Moody's said in a statement that it has placed Italy's credit ratings under review for a possible downgrade and affirmed the European nation's short-term Prime-1 ratings.
"Moody's review of Italy's sovereign rating will focus on the growth prospects for the Italian economy in coming years, and particularly the prospects for a removal of important structural bottlenecks that could hinder a stronger economic recovery in the medium term," the ratings agency said.
It said that Italy's economy has structural weaknesses like low productivity and "labor and product market rigidities," and the debt-burdened country also faces risks for the implementation of fiscal austerity plans.

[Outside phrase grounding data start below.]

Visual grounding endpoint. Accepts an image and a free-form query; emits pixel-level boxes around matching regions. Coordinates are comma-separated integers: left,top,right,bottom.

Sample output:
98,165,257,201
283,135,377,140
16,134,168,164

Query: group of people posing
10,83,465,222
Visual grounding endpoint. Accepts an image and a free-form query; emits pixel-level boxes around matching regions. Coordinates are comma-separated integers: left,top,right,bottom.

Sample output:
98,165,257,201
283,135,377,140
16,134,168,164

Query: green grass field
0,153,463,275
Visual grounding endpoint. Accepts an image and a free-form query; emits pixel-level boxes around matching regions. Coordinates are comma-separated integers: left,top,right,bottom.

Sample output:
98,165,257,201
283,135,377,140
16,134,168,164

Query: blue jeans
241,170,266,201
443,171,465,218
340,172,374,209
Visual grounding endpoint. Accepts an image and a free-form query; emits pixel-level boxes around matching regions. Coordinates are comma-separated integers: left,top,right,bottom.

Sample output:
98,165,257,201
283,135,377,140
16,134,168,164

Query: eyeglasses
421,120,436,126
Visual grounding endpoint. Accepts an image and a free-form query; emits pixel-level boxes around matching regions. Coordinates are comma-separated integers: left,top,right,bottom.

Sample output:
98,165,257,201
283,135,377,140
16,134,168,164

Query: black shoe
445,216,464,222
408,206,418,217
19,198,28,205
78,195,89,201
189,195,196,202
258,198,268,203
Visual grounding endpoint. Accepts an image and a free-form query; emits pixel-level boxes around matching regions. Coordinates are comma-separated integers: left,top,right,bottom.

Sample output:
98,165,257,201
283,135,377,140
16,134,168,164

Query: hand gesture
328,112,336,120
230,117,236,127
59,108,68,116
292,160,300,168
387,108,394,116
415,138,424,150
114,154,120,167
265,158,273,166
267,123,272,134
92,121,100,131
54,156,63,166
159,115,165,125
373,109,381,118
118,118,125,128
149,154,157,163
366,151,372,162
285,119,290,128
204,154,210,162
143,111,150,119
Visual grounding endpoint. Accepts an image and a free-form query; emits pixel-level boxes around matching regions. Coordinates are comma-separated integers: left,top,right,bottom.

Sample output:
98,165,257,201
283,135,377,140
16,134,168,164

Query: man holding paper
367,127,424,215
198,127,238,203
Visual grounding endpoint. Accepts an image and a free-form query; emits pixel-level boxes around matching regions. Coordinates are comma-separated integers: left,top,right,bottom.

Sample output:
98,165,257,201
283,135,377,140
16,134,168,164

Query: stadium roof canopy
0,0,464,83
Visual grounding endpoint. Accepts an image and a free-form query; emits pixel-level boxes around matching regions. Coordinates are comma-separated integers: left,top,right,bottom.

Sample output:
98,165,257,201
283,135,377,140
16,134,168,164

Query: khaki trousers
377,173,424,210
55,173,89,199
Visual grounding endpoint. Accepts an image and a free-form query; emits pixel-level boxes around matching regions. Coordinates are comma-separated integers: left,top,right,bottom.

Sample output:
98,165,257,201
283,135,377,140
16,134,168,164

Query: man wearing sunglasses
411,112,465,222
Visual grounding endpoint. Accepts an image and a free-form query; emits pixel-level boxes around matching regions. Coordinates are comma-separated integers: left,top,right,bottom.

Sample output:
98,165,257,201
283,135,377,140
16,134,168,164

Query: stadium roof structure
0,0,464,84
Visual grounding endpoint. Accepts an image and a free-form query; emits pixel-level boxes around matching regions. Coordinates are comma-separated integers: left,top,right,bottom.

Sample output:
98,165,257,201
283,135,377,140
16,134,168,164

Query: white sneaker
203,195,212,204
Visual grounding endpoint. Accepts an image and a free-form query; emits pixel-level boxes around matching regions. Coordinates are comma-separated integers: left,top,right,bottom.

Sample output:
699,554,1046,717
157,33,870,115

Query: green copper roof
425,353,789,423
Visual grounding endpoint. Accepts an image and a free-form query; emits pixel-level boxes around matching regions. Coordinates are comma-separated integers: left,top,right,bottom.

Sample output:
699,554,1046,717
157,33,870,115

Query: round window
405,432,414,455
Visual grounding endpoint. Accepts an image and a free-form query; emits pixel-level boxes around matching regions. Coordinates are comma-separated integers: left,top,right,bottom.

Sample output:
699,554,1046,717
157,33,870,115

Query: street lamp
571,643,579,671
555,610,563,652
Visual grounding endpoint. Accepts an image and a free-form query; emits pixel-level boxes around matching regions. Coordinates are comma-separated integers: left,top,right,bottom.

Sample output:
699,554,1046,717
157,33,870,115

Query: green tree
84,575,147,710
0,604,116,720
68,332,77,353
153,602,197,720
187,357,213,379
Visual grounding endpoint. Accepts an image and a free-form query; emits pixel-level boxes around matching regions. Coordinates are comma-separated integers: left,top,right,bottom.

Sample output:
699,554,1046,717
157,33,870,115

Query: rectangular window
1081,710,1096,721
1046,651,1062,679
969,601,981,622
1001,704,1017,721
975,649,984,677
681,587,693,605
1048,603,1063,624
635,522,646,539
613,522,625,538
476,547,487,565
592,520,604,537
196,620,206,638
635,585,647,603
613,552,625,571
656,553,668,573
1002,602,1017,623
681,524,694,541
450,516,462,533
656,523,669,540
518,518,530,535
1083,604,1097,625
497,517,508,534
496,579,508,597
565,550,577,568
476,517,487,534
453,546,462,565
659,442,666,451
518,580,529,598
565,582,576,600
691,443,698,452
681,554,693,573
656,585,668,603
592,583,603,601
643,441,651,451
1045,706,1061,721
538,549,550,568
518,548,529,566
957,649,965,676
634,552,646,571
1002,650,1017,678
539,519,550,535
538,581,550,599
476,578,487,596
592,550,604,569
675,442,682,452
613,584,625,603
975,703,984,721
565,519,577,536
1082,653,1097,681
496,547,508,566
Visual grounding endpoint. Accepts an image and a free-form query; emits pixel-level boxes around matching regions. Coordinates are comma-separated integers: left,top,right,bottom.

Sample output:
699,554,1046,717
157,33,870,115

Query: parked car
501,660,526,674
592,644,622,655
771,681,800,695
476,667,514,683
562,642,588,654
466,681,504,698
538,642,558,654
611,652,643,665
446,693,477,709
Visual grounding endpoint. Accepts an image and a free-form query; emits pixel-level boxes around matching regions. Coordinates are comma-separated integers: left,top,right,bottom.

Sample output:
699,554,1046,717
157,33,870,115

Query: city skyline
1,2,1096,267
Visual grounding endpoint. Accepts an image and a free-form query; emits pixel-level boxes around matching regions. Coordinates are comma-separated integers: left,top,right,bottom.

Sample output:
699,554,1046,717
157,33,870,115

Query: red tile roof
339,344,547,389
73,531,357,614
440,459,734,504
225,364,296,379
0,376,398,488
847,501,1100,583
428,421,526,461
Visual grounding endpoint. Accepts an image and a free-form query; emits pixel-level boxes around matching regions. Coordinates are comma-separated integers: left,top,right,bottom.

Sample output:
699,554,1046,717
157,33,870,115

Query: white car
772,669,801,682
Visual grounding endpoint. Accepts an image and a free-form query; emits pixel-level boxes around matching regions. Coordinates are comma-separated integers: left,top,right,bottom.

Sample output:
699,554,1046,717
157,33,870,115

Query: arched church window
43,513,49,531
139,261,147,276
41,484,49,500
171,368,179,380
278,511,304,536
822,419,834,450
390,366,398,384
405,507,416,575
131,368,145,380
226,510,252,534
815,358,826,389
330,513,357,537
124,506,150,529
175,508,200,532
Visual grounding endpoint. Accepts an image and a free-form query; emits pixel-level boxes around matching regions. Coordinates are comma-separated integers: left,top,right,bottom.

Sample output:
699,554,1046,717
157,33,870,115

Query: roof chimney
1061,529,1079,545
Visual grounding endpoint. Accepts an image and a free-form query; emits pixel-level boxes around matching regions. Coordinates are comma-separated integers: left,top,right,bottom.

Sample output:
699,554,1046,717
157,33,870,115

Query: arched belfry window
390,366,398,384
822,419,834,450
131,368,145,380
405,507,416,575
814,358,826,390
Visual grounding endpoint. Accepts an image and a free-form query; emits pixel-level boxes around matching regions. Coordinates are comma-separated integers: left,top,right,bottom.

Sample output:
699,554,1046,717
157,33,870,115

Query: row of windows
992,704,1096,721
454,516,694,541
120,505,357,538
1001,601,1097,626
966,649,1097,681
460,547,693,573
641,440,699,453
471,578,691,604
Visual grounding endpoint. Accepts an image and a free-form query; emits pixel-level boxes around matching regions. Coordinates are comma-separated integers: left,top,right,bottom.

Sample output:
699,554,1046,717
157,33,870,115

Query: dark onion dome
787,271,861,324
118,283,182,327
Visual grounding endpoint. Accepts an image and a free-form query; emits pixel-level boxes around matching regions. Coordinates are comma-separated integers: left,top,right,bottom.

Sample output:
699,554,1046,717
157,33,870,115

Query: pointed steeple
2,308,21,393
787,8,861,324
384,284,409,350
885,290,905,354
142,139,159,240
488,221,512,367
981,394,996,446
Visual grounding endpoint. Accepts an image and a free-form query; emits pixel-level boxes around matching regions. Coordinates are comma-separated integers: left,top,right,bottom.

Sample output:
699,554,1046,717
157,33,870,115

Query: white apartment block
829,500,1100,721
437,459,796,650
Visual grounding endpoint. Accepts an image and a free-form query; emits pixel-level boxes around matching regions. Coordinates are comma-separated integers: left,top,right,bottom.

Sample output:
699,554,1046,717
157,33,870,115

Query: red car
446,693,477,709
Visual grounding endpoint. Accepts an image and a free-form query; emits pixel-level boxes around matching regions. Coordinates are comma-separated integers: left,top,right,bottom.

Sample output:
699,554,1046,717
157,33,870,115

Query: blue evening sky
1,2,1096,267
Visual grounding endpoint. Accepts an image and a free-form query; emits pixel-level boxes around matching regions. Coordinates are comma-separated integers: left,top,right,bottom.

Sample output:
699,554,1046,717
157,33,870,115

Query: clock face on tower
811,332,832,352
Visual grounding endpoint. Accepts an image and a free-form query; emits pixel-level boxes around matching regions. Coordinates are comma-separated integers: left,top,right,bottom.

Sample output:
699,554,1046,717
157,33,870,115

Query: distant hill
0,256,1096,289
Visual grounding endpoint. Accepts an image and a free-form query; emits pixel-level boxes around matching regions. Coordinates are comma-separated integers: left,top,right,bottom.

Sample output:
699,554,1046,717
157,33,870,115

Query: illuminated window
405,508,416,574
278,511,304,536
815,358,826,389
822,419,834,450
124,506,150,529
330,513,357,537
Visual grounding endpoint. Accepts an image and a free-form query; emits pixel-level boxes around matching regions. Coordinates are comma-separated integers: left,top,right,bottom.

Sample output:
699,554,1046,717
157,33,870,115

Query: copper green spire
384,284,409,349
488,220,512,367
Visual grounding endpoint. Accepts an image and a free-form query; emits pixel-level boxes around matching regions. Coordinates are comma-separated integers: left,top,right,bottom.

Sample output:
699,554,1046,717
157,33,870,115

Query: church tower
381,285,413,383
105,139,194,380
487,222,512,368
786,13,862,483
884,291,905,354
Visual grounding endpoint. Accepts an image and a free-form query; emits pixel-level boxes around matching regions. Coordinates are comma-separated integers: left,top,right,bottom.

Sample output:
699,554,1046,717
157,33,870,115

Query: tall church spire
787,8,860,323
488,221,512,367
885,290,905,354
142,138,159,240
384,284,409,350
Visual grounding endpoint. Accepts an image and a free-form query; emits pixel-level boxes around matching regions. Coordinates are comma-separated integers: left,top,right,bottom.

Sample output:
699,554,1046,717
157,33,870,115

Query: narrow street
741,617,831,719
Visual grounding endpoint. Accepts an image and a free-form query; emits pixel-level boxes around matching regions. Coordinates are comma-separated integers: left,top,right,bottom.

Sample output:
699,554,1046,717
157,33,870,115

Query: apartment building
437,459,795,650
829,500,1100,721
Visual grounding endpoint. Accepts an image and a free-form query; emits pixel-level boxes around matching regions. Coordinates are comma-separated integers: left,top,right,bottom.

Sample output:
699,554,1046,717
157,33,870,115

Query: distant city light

Italy had debt of about 1.8 trillion euros (2.6 trillion U.S. dollars) at the end of last year and a ratio of debt to gross domestic product of about 119 percent.
The annualized yield on two-year Italian bonds has risen from 2. 30 percent in mid-March to 2.99 percent now, but is still well below the 28.8 percent the market is demanding on two-year Greek bonds, and the 13.03 percent yield that two-year Portuguese bonds pay.
Italy's 10-year government bond spreads narrowed on Friday by 9 basis points to 186 basis points over the benchmark German bonds, still staying at a high level.
Standard & Poor's has Italy's long-term sovereign credit rating at A+ with a negative outlook. Fitch ratings is in between S&P and Moody's with an AA- rating and stable outlook.